Break Dancing In The Senate Judiciary Hearing Room

There hasn’t been any break dancing in the Senate Judiciary Committee hearing room just yet, but there are a few juicy nuggets we can pull out of what has transpired. The first is something other nominees before her have brought up in past hearings: whether cases argued for clients is a reflection of their own personal legal opinion. Kagan spent many years practicing law for the government, and during that time, had to defend and prosecute cases that were assigned to her. In the hearing today, Kagan said that she did not always argue on behalf of the cause that she personally agreed with. Instead, it was just a business transaction.


The juicy part comes when Senators start questioning her about what sides of the cases she would’ve taken if given the chance. Then, of course, she will avoid giving an actual answer as to what she personally agreed with - something she has already done a little bit already. As Ilya points out, that's a wise strategy in terms of raw self-interest. Kagan is responding to questions by referencing to existing precedent rather than speaking about her own personal opinion. The American people won't have any concrete knowledge of her most important legal opinions, and there won't be any hiccups on her way to a smooth SCOTUS confirmation.
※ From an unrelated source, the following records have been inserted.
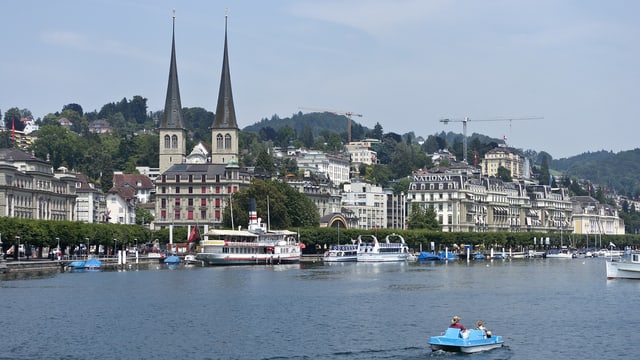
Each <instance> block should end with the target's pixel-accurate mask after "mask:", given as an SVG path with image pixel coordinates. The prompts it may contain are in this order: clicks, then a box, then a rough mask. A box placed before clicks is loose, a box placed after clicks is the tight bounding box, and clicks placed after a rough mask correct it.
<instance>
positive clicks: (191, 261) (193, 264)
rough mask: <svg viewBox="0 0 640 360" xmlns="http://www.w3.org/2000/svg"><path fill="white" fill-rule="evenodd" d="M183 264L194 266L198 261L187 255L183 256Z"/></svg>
mask: <svg viewBox="0 0 640 360" xmlns="http://www.w3.org/2000/svg"><path fill="white" fill-rule="evenodd" d="M184 263H185V264H186V265H194V264H197V263H198V259H196V256H195V255H193V254H188V255H185V257H184Z"/></svg>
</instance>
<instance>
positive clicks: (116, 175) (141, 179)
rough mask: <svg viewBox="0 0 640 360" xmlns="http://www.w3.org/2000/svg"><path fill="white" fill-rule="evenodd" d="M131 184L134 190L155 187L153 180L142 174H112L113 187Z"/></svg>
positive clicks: (118, 186) (145, 175)
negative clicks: (112, 175) (112, 176)
mask: <svg viewBox="0 0 640 360" xmlns="http://www.w3.org/2000/svg"><path fill="white" fill-rule="evenodd" d="M127 185H128V186H131V187H132V188H134V189H136V190H151V189H154V188H155V185H153V181H151V179H150V178H149V177H148V176H147V175H142V174H114V175H113V187H122V186H127Z"/></svg>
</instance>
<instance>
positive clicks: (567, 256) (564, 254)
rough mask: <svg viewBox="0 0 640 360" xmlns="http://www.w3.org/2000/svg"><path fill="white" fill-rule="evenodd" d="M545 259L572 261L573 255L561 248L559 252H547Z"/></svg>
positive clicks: (558, 250)
mask: <svg viewBox="0 0 640 360" xmlns="http://www.w3.org/2000/svg"><path fill="white" fill-rule="evenodd" d="M545 257H547V258H551V259H572V258H573V254H572V253H571V252H570V251H569V249H567V248H562V249H560V250H549V251H547V253H546V254H545Z"/></svg>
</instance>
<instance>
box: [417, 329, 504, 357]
mask: <svg viewBox="0 0 640 360" xmlns="http://www.w3.org/2000/svg"><path fill="white" fill-rule="evenodd" d="M429 345H430V346H431V350H433V351H438V350H442V351H449V352H462V353H476V352H480V351H487V350H491V349H496V348H500V347H502V346H503V345H504V340H502V336H497V335H491V336H488V335H487V332H485V331H484V330H476V329H468V330H465V331H460V329H455V328H448V329H447V331H446V332H445V333H444V335H441V336H432V337H430V338H429Z"/></svg>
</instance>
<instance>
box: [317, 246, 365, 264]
mask: <svg viewBox="0 0 640 360" xmlns="http://www.w3.org/2000/svg"><path fill="white" fill-rule="evenodd" d="M322 260H323V261H326V262H352V261H357V260H358V245H331V246H330V247H329V250H327V251H326V252H325V253H324V256H323V257H322Z"/></svg>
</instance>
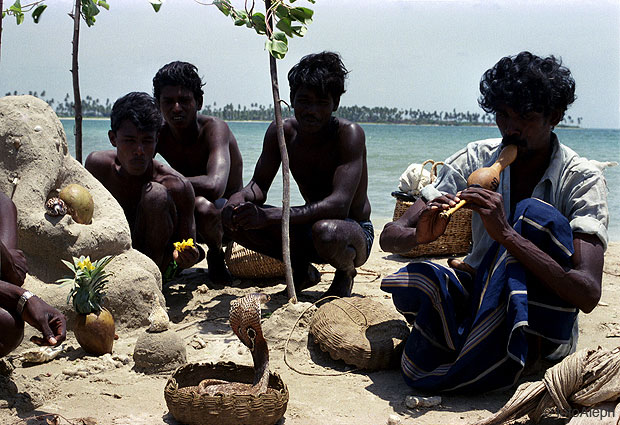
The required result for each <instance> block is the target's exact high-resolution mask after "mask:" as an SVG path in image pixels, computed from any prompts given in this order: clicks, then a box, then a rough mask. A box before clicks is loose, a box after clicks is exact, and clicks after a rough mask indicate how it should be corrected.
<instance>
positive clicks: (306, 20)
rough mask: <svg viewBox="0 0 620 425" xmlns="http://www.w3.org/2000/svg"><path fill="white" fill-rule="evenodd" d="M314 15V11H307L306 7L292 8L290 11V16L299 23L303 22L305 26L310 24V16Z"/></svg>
mask: <svg viewBox="0 0 620 425" xmlns="http://www.w3.org/2000/svg"><path fill="white" fill-rule="evenodd" d="M313 15H314V11H313V10H312V9H308V8H307V7H294V8H292V9H291V16H292V17H293V18H294V19H295V20H297V21H299V22H303V23H304V24H306V25H309V24H311V23H312V16H313Z"/></svg>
Another juicy part came when Sen. Sessions hit hard on Kagan’s stance on DADT, emphasizing that Kagan’s treatment of military recruiters was soley based on her attitude towards gay rights. Kagan insisted she had the utmost "honor" for the military -- direct quote -- but its would seem that she honored gay rights more than the rights of our nation's soldiers.


Lastly, Kagan said that she would be for cameras in the courtroom. Get ready for even more live coverage of legal complexities!